It’s OK to experience cognitive dissonance

Kevin Joyce writes about an unusual experience at the supermarket.

  • Wednesday, January 15, 2020 7:35pm
  • Opinion
Kevin Joyce

Kevin Joyce

Hey, look! There’s a bike, and yet it is in a tree. Wow! a four-way stop where nobody goes first. This is interesting: lamb served at a holiday dinner attended mostly by vegans.

I’ve been thinking a lot lately about “cognitive dissonance,” or “when things don’t make sense in your head.” For example, you go to the grocery store in the small town where you’ve lived for 30 years and don’t recognize anyone.

Granted, it was pre-holiday grocery pandemonium, and maybe the store was filled with people who simply don’t normally shop? Perhaps they were subsistence farming hermits from remote North Spring Beach, making their one annual outing for condensed milk?

The further I ventured into the aisles, the weirder it got. Not a single soul looked familiar. Who were these people, and what had they done with my ex-hippies and gentlelady farmers?

Heart pounding, I was beginning to suspect I’d landed in some parallel universe, an idea made conceivable only because of the Netflix shows I’ve been watching, nightly, in a state of psychological exhaustion from yet another day of our world falling apart. I depressingly digress, but … right?

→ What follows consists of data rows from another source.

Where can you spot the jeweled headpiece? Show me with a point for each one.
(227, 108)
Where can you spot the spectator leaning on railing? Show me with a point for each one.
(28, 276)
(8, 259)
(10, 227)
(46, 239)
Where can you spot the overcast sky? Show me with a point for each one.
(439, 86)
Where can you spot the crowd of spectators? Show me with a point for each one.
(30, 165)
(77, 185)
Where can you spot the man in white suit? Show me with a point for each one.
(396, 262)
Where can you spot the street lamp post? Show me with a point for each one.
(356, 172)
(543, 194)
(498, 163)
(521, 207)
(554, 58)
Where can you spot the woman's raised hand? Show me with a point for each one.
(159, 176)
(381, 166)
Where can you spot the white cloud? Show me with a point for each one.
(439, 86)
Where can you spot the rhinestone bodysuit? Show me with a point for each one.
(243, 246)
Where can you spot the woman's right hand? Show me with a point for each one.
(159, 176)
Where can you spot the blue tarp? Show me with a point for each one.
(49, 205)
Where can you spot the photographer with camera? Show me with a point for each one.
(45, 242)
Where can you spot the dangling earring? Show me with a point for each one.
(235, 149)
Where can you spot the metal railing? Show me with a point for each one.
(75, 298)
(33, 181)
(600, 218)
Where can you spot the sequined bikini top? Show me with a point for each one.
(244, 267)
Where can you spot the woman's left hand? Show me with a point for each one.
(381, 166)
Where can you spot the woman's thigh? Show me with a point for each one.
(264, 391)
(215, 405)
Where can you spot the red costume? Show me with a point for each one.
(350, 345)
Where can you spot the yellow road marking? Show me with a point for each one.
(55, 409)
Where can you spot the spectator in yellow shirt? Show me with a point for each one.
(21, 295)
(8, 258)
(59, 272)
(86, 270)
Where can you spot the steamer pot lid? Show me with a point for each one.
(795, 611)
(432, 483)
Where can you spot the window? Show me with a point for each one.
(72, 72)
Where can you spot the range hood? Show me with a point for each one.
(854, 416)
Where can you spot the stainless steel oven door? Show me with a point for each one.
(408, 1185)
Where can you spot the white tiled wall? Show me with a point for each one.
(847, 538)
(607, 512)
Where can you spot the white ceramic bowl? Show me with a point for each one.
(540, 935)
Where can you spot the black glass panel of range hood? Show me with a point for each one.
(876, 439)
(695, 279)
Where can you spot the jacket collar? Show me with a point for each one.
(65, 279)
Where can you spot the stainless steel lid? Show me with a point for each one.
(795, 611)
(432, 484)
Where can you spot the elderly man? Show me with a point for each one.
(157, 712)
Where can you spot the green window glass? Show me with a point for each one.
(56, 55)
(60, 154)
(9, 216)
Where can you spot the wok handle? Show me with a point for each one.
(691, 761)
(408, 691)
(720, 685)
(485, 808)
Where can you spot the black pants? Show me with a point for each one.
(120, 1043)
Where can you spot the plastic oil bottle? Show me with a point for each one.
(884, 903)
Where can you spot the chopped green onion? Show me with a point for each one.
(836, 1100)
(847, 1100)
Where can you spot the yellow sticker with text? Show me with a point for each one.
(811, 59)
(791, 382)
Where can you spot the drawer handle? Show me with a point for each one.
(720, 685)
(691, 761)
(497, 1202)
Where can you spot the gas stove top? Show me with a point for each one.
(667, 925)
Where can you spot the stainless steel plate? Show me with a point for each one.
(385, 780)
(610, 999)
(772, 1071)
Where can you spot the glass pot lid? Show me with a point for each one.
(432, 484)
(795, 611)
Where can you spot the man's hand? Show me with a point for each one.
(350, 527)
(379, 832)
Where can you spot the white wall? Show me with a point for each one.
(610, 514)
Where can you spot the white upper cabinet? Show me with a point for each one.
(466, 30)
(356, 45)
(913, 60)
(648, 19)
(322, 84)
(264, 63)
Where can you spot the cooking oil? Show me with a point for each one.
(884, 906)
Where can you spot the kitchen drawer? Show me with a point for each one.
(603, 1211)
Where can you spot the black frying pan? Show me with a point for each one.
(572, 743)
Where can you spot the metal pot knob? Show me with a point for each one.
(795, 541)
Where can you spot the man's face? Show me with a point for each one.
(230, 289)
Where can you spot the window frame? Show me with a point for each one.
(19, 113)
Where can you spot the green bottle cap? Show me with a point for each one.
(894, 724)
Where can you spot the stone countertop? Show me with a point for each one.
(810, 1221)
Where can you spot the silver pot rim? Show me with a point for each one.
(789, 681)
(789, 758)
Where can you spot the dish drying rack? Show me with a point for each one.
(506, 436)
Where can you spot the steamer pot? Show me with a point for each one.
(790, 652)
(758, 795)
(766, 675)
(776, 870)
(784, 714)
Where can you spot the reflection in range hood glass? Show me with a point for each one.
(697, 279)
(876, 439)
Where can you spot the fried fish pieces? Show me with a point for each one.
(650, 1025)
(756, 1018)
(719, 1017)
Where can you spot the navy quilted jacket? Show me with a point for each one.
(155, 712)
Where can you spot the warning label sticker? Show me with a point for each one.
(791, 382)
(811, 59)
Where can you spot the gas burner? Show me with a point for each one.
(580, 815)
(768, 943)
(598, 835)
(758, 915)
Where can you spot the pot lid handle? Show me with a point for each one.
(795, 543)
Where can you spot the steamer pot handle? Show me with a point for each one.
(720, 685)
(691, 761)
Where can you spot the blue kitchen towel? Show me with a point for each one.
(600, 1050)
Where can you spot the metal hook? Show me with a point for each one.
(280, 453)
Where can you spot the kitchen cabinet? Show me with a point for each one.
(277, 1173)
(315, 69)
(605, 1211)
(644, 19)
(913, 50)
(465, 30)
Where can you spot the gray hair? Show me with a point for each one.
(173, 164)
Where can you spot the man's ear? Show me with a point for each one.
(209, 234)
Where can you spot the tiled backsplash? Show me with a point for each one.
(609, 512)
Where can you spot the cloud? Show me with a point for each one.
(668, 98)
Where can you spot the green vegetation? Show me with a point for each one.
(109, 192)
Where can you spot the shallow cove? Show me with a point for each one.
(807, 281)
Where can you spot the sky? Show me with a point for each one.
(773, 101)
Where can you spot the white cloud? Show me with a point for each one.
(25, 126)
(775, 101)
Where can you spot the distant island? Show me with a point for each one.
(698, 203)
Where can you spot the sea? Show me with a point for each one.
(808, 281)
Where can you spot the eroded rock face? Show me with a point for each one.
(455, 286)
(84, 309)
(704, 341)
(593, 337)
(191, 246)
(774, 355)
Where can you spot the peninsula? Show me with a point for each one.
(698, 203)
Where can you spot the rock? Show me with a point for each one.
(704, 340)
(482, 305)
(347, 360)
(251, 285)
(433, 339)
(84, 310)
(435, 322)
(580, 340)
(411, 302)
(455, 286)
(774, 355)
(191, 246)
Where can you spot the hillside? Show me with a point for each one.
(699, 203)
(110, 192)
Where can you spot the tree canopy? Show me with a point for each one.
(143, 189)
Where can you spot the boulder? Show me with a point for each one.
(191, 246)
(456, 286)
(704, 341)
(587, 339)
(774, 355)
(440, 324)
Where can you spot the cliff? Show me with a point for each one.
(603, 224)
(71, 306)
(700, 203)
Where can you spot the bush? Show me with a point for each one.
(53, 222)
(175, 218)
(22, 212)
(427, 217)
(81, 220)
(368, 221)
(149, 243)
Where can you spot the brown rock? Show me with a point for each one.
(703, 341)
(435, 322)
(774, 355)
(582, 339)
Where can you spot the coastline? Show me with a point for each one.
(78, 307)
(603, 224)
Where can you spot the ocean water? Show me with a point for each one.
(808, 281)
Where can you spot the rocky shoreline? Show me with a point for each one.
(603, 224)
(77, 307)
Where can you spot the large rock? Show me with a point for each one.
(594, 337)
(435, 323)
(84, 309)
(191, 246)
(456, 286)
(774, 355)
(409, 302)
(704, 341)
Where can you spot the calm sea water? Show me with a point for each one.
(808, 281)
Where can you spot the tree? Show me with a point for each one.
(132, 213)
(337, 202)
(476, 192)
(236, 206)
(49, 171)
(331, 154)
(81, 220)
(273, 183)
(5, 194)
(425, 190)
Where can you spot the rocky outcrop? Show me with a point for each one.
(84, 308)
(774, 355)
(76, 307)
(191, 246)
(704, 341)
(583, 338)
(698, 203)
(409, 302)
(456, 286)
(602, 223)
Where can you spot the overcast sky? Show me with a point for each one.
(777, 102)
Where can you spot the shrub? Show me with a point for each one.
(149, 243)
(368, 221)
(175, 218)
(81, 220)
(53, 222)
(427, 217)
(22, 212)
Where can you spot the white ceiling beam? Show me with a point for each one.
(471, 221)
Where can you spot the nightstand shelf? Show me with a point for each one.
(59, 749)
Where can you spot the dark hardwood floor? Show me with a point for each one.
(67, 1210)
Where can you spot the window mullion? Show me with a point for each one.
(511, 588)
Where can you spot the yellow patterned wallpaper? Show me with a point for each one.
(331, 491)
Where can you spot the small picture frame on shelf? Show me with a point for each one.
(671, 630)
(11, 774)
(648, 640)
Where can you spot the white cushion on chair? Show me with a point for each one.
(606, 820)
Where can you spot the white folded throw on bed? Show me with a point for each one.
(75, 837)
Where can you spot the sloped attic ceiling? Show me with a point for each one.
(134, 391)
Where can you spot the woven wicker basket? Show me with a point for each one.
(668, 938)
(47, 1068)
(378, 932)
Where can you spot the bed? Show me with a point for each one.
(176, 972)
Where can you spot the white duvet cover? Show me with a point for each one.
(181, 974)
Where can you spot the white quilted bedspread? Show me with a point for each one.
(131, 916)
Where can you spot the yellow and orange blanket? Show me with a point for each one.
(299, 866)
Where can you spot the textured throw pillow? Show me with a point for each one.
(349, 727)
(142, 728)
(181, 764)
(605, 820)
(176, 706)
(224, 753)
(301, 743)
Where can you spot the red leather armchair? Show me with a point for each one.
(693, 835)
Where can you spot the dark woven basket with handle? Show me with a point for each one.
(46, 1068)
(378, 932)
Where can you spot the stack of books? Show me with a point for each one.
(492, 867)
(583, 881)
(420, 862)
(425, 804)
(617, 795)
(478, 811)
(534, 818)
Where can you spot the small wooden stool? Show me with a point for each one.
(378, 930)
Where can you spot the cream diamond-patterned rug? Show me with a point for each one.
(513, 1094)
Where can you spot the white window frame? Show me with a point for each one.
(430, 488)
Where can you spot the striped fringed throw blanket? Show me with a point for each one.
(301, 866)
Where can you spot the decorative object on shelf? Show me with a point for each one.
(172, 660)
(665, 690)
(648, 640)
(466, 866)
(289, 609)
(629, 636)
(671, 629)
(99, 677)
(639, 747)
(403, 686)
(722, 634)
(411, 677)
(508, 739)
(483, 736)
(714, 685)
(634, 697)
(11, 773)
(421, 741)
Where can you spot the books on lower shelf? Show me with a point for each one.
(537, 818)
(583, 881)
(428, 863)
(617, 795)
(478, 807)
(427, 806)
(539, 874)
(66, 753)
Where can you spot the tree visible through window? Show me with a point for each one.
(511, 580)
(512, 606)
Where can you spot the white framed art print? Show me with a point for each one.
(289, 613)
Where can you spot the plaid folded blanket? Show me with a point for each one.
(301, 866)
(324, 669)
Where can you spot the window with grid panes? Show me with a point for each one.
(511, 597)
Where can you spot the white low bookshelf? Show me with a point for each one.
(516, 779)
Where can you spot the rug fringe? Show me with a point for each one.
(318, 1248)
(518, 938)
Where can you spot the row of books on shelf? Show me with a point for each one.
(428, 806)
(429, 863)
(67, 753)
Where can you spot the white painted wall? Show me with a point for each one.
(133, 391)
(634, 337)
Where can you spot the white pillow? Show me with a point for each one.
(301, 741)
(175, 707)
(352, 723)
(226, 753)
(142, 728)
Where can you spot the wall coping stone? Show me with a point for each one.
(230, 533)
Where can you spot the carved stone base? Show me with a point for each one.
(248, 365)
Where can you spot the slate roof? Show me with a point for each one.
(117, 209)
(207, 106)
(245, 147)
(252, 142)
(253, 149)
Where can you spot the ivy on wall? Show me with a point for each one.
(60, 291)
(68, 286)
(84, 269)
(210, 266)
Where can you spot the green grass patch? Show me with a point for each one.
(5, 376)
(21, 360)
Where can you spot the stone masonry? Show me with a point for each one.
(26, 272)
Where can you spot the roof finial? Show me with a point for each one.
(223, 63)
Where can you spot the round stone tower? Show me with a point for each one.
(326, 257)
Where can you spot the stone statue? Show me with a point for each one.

In a way, I was happy to feel anonymous. It was one of those days when I dreaded running into somebody that I didn’t have the energy to talk to. Please tell me you can relate.

But then I actually didn’t, and it freaked me out. Maybe I’d been mysteriously transported to Bainbridge, and was under observation — or worse, Mercer! And it’s not even an island!

But these people didn’t look like they were from those places; they looked like us – crusty, somehow, but in a nice way. In the cookie and chips aisle, someone was complaining, out loud, as if needing to be heard, that they were out of gluten-free graham crackers. OK, I was definitely on Vashon.

I headed to fresh vegetables, thinking surely, I would recognize someone squeeze-testing the organic avocados. But no, I only found vaguely unfamiliar shoppers, smiling at me in some cruel episode of Candid Camera.

Then I thought: maybe it was me! Was it I who hadn’t been shopping in months, living only on coffee and electromagnetic radiation from my screens? This also seemed possible, given the aforementioned watching of Netflix.

The kind person at the register didn’t seem familiar either, nor did the grocery-bagging high-schooler. So yes, it was me, I was losing my mind. Or else this is just what aging looked like on Vashon: we know each other so well we don’t have to bother remembering anyone — just smile and nod.

As I left the store, to my massive relief I encountered a friend. She introduced me to what she referred to as her new job: a puppy in training. Oh, thank heavens, a recognizable Vashon-ism (irrational pet devotion). This calmed and “grounded” me (a term coined by witches on Vashon). I was home again.

The problem was, once I was actually home again, I was reminded of the four things I’d forgotten. So, 15 minutes after leaving the Twilight Zone, I had to go back. Please tell me this happens to you.

On my second visit, however, the world was right again. I recognized everybody! Exuberant, I rushed up and kissed a good friend on the cheek.

With renewed faith in my social sanity, I brought my four items to the previously unrecognized teller, looked both her and the bagger-at-the-ready straight in the eyes and said, “How wonderful to see a familiar face.” “You too,” they said together, eyes twinkling.

I immediately thought of Heron, one of the world’s great eye-twinklers, whom the island lost a few months back. An adage of hers came to mind, which would have served me well: “You’ll never be a stranger if you take the time to see people…and be seen”.